The Hankyoreh analyzed information related to the US’ top eight trading partners (South Korea, China, Japan, Taiwan, Germany, France, the UK, and Mexico) in US Department of Commerce trade figures for the eight years between 2013 (the first year of Barack Obama’s second term) and September 2020. To begin with, the scale of the US’ annual trade deficit (exports minus imports) with the rest of the world ranged between US$688 billion and US$737 billion during Obama’s term from 2013 to 2016. Since Trump took office, it has risen steadily, reaching US$796.1 billion in 2017, US$878.6 billion in 2018, and US$853.2 billion in 2019; as of September, the 2020 deficit stood at US$649.4 billion. In other words, the deficit has risen by around US$100 billion even amid the US’ trade war with the rest of the world.

The only partners with which the US has been able to reduce its deficit are South Korea and the UK. After crossing the US$20 billion mark for the first time in 2013 at U$20.6 billion, the US’ annual trade deficit with South Korea remained steadily in the US$25-28.3 billion range between 2014 and 2016. Since Trump took office, it has declined, reaching US$22.88 billion in 2017, US$17.9 billion in 2018, and US$20.6 billion in 2019. This has been interpreted as the US reaping rewards from its efforts to pressure South Korea into greatly increasing its imports of US items such as shale, natural gas, and weapons on the pretext of “renegotiating” the South Korea-US Free Trade Agreement. A similar reversal of trends was observed in trade with the UK. From 2000 to 2015, the US had maintained a deficit in its trade with the UK; throughout the four years of the Trump administration, it has registered a surplus. As of September, the cumulative 2020 surplus stood at US$6.8 billion.

Winning battles but losing the war

Apart from its staunch allies South Korea and the UK, the US’ trade deficits have either grown or remained more or less unchanged despite “America First” trade policies. In the case of China, the US’ trade deficit has risen from its Obama administration range of US$318.4-365.6 billion annually. In 2018, it passed US$400 billion to reach US$419.1 billion. This has been the backdrop for the Trump administration’s rush into a trade war with China. The trade deficit with neighboring Mexico has increased substantially from its level of US$53.8-63.1 billion during Obama’s second term. In trade with France and Taiwan, the respective annual deficits have grown to around US$5 billion and US$10 billion. The trade deficits with Japan and Germany have both fallen in the range of US$70 billion annually, or roughly the same levels as during Obama’s second term.
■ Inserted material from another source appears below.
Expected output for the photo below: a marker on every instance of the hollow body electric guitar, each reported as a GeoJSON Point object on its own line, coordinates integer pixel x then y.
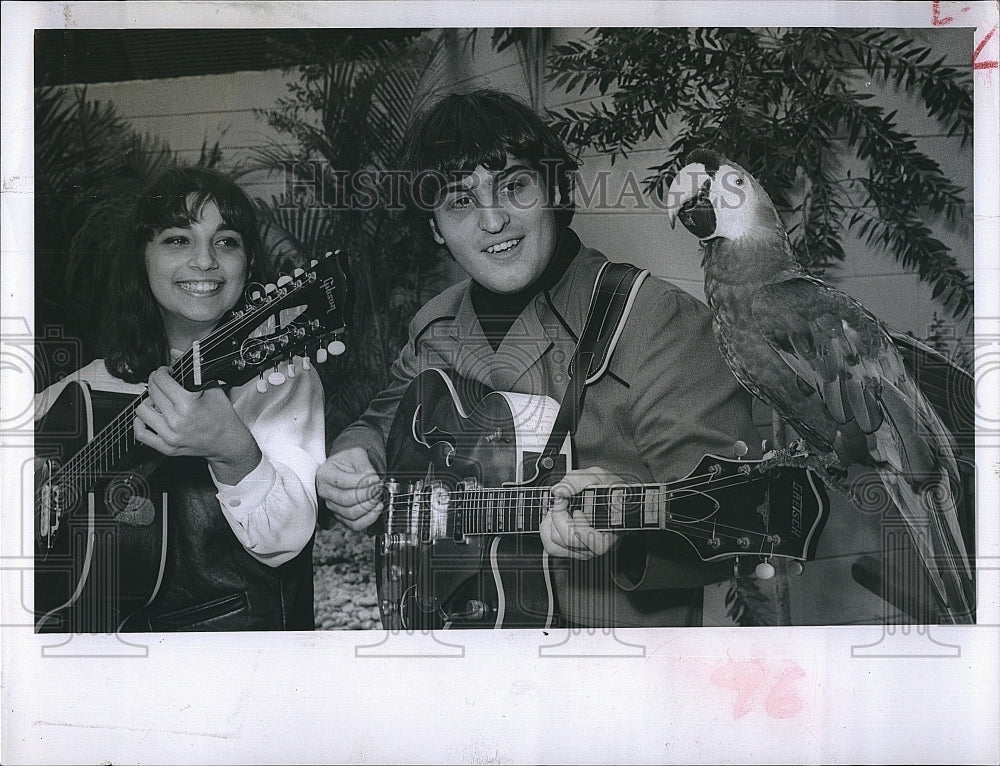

The country distribution of the US’ trade deficit has undergone a shift. For the last year of Obama’s administration in 2016, the ranking had China in first place at 47.2%, followed by Japan (9.3%), Germany (8.8%), Mexico (8.6%), South Korea (3.7%), and Taiwan (1.8%). For 2020, the ranking as of September had China at 34.3%, Mexico at 12.2%, Germany at 6.3%, Japan at 5.7%, Taiwan at 3.2%, and South Korea at 2.4%. In other words, the partners that have borne the relative brunt of Trump’s trade onslaught — China, Japan, South Korea, and Germany — now account for smaller percentages of the US’ total trade deficit. In effect, Trump’s trade warfare has proven effective in individual “battles” to change the distribution, but the “war” itself has been lost. Je Hyun-jung, a department director at the Korea International Trade Association’s Institute for International Trade, noted, “There’s been criticism already in the US, with people arguing that Trump’s talk about reducing the trade deficit is just talk and that the scale of the deficit has actually grown.”

“This proves that trade deficits can’t be changed artificially,” Je said.

Indeed, it should be noted that individual countries’ trade balances are influenced by fluctuations in the value of their own currency relative to the US dollar, and that each one has different major trade items. With conflicting economic effects such as exchange rate appreciation and depreciation associated with trade balances, it cannot be said that a larger surplus is necessarily a positive thing for the national economy. In a case where the trade surplus increases due to a decline in imports of capital goods, domestic investment and production may decrease.